When I started going to pubs around 1979, that was the world you entered. Pubs opened at 11am and closed again at 3pm – re-opening around 7pm. The curious afternoon closing rule was only lifted in 1987. It was a practice dating back to the First World War allegedly to encourage munitions workers to return to the factories – presumably plastered by that stage.

There were pubs that could carry on serving if they had cooked food available. The bar at a polytechnic in Liverpool opened all afternoon by having a chip frier fizzing in the background. I don’t remember seeing anybody eat a single chip! Or pubs just had a “lock in” either in the afternoon or after closing time at 10.40pm. Those pubs were normally frequented by off-duty cops so they didn’t get raided.

If you needed to phone a mate who hadn’t turned up, there might be a coin-operated public phone box in the pub or you could ask the landlord to use his phone. This was normally produced from under the bar and might have a padlock on it or a coin slot or you just paid an agreed sum. The world before smartphones!

Ordering anything other than beer was a leap into the unknown. I once asked for an orange juice at a pub in northern England and was given half a pint of bitter by a disgusted landlord. Clearly the idea of drinking a fruit juice in a pub was entirely unacceptable. And you could forget tea or coffee!

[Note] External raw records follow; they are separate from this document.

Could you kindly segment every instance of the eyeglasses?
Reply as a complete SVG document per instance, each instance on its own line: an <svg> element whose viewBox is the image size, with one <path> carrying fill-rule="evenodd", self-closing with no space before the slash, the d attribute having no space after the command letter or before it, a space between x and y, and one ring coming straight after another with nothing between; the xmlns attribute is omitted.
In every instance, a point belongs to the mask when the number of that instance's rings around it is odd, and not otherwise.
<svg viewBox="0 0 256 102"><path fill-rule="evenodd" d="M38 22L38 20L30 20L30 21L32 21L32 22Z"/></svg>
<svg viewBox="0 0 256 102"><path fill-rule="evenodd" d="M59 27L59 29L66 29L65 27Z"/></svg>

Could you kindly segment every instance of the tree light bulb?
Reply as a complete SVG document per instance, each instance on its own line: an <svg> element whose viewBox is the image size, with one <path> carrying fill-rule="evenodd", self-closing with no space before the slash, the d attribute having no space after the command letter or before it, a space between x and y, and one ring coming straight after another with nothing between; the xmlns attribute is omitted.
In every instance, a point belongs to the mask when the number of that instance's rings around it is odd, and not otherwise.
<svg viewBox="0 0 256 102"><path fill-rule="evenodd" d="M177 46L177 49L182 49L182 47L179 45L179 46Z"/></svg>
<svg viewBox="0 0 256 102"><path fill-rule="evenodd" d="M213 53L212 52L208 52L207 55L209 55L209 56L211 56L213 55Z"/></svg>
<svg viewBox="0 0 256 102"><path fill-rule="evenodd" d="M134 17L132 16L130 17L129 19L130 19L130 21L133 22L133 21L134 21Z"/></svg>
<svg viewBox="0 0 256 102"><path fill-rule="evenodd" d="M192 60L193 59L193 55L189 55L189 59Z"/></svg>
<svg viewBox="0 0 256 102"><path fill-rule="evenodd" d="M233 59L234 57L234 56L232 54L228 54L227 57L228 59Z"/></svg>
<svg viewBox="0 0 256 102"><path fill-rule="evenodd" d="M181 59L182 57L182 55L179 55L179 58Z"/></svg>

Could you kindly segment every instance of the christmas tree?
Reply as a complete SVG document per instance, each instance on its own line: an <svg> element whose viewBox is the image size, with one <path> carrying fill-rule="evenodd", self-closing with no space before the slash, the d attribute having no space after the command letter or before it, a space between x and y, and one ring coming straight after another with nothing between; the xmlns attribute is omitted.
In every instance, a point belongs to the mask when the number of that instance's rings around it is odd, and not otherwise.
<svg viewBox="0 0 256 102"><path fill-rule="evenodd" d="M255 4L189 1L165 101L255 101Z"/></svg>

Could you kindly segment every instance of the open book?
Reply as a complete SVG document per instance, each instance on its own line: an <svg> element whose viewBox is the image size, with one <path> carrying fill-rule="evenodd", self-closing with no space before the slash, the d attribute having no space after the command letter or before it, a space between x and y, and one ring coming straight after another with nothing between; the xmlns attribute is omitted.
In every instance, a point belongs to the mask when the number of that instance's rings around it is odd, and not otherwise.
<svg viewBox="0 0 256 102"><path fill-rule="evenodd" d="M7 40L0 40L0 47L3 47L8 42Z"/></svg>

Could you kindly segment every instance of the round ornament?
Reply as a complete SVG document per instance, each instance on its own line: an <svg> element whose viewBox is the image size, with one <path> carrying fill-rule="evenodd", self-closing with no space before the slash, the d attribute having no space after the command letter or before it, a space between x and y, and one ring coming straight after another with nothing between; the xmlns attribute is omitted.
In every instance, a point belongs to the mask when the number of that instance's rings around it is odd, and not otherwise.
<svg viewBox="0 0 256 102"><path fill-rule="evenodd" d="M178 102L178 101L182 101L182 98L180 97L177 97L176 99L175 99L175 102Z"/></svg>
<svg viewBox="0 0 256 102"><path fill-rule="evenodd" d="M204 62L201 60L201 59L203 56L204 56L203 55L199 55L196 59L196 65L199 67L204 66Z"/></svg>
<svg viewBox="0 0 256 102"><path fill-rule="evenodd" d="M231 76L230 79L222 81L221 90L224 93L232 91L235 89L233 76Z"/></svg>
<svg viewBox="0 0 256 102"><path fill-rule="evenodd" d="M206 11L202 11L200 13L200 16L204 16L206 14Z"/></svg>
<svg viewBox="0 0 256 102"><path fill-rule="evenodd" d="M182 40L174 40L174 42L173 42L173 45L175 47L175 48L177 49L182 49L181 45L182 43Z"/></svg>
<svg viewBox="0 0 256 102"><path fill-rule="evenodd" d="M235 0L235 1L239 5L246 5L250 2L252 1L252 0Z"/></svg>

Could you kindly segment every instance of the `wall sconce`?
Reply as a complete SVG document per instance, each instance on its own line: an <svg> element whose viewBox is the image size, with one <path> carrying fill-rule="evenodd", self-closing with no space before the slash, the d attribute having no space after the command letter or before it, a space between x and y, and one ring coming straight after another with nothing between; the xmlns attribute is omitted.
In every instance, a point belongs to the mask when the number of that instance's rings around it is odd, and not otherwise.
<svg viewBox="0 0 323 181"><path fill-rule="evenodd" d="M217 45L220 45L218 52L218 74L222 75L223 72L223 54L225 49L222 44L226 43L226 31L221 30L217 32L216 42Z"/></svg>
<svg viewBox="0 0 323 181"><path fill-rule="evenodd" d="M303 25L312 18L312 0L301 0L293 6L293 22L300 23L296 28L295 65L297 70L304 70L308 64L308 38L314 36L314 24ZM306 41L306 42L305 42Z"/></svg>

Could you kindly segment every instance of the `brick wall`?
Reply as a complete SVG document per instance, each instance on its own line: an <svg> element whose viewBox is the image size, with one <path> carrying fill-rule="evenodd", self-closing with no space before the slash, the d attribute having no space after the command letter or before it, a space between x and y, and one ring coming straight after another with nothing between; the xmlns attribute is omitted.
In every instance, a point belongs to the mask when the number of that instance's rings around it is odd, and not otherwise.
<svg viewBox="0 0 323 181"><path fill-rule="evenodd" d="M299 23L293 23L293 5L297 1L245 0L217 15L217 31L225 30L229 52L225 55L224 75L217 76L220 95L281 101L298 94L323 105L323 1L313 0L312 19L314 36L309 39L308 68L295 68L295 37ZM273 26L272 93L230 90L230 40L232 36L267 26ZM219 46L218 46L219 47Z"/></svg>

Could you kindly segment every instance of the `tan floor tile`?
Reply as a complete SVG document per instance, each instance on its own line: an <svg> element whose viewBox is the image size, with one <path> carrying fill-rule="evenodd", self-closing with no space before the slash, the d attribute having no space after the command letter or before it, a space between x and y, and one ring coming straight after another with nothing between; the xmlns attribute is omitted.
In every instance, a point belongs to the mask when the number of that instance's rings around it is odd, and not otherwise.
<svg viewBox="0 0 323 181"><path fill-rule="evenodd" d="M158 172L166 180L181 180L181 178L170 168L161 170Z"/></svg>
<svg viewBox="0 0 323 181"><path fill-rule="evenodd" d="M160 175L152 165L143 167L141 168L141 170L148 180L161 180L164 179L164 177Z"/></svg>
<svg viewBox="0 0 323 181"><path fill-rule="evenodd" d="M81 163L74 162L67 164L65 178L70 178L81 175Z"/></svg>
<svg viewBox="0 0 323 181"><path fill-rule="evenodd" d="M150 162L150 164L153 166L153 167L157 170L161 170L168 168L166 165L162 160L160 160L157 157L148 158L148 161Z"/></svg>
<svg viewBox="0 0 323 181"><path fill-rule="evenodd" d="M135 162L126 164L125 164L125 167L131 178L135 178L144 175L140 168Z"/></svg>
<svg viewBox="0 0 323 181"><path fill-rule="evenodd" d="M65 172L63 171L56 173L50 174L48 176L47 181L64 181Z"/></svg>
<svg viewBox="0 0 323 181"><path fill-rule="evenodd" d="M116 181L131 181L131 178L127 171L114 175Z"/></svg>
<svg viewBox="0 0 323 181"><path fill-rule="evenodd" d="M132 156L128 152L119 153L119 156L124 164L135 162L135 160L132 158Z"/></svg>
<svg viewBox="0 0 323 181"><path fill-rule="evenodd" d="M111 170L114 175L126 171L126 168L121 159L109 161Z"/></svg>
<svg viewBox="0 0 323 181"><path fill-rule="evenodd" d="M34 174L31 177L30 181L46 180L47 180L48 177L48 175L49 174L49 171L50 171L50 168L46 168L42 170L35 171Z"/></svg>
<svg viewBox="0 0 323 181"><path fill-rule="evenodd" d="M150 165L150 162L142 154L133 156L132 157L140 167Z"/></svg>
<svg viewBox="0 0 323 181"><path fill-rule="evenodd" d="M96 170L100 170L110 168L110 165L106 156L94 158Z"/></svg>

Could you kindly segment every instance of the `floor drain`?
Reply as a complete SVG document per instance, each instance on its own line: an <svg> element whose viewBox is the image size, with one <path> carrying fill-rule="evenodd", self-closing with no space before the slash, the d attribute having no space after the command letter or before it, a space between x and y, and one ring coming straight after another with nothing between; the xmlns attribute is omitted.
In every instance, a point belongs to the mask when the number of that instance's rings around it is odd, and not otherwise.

Wine was a place you didn’t want to go. I remember one pub with the white wine on the spirits rack and a dispensing tap fixed at the bottom. I dared myself to try this beverage and it was warm, rancid vinegar. There was no selection of wines. Forget asking for a Sancerre or a Sauvignon Blanc – it was either red or white and rose if you were lucky. Seem to remember Hirondelle was the brand of choice in the 70s.

You could do “off-sales” in some pubs. My local in east London had a special door that led to a counter where you could buy beer to take home. There was a plastic flagon you were given that was filled up with three pints – and was then reusable. Interestingly, with the current Coronavirus, pubs have been lobbying to be allowed to do takeaway service for both drink and food again.

Regarding food, there were no gastro-pubs in the 70s or very much in the 80s. Posh nosh tended to mean a Ploughman’s lunch – cheese and pickle sandwich with some trimmings. A Ploughman could be quite nice in a country boozer but in the city, it was soggy and tasteless fare. Snacks were the usual dry roasted peanuts and Scampi Fries. Oh – and pork scratchings if you wanted to loose some silver fillings in your mouth.

Paying by credit card in the pub was difficult until the 2000s. Either it wasn’t accepted or there was a high minimum spending limit. I’m still amazed that I can now buy a single pint and just tap my card. Believe me, there was time – not very long ago – when that was the stuff of science fiction in the British pub.